What Is Worship?
Worship is a posture of the heart. It is an attitude of loyalty and trust toward the authority structures of your life. Ultimately, worship defines you, makes your life meaningful, and gives you security. Thus, we are all worshiping something or someone. Typically, whatever we worship is our “non-negotiable.” It is that one thing, should we lose it or part with it, which would bring both devastation and hopelessness. The chief posture of most people in our culture is that of giving primacy to friends, lovers, community, success, fulfillment, duty, morality, autonomy, rationality, authenticity, justice, and a host of other significant facets of life.

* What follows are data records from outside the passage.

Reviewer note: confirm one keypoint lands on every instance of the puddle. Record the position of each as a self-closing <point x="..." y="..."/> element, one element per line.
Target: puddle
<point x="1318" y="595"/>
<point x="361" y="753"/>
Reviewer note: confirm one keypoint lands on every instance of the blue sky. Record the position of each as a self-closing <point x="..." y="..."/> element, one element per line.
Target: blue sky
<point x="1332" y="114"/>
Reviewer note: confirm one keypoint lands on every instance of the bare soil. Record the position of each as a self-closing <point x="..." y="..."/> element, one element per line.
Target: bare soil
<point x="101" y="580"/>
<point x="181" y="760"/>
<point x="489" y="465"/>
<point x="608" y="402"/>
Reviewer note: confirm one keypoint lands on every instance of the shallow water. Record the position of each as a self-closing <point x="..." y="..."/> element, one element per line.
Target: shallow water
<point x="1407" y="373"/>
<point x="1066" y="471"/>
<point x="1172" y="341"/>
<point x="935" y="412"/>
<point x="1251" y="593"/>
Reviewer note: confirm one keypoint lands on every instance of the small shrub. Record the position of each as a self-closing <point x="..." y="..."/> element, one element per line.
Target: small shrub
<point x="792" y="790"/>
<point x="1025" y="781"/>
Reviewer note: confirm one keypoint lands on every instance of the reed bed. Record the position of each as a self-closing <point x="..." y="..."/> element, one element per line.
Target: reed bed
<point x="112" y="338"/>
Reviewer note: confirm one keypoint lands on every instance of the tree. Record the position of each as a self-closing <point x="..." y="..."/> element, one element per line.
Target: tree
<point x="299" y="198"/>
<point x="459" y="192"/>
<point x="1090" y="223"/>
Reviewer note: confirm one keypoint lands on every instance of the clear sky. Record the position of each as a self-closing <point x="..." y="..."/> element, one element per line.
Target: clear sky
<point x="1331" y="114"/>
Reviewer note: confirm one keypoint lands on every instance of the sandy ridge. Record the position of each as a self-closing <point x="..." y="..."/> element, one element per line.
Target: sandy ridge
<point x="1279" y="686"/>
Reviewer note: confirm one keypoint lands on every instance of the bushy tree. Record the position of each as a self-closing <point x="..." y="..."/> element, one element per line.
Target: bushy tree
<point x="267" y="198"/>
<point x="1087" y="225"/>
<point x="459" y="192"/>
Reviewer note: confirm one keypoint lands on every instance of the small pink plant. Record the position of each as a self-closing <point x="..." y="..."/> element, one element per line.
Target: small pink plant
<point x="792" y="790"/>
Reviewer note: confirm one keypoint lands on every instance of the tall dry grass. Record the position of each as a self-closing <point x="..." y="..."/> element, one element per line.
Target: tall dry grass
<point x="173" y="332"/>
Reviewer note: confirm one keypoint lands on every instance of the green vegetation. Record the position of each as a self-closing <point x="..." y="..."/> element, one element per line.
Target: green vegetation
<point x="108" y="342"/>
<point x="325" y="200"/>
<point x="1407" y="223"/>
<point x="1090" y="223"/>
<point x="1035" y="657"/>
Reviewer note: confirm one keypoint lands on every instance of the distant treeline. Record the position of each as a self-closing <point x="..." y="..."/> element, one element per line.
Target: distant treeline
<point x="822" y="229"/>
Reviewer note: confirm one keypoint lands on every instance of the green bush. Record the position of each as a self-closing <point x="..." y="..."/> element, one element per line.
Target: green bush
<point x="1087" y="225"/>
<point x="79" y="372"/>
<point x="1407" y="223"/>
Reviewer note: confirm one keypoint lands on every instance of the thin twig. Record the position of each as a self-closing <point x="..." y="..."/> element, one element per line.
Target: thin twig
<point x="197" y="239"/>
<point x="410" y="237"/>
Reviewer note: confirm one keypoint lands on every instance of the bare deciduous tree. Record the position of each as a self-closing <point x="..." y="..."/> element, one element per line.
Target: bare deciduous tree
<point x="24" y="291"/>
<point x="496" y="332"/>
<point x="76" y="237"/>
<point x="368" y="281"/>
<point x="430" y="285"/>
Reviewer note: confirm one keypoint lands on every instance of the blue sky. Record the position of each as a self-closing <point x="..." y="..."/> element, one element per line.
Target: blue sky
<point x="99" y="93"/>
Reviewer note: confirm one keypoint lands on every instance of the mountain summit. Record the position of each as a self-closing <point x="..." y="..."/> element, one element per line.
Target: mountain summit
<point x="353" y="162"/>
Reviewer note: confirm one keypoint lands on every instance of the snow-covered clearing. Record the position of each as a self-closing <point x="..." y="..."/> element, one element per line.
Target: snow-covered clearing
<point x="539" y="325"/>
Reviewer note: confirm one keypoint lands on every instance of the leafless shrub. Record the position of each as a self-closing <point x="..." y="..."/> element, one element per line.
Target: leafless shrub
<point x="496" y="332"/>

However, the chief posture of Scripture and of Christ Church of Berkeley is the worship of the God revealed in Jesus Christ.
For many of you, the idea of God conjures up images of an angry old man clutching us by the scruff of our necks and giving us a piece of his mind or of an insipid and impotent deity who sits on a cloud, is detached from reality, and doesn’t care about our lives. Who could worship such a God? At Christ Church of Berkeley, however, we gather on Sunday mornings to worship the God who revealed himself in Jesus Christ.
Christianity may look more or less like other world religions in many generic respects: offering salvation, teaching high moral values, and encouraging regard for the neighbor. But Jesus is radically different from every other religious leader. No other such figures claimed to be God Incarnate, or to suffer for the sins of the world or to rise from the dead as the firstborn of a general resurrection to come. This God, who revealed himself in Jesus Christ, must be reckoned with. Our church provides an opportunity for any and all in the Berkeley community to investigate the historic Christian faith. This faith is either of ultimate importance or of no importance whatsoever. The one thing it cannot be is marginally important.
May our worship services be opportunities for you to come to your own conclusions in the context of Christ Church of Berkeley, and may you find St. Augustine’s insightful prayer to be true, “You have made us for yourself, and our hearts are restless until they rest in you.”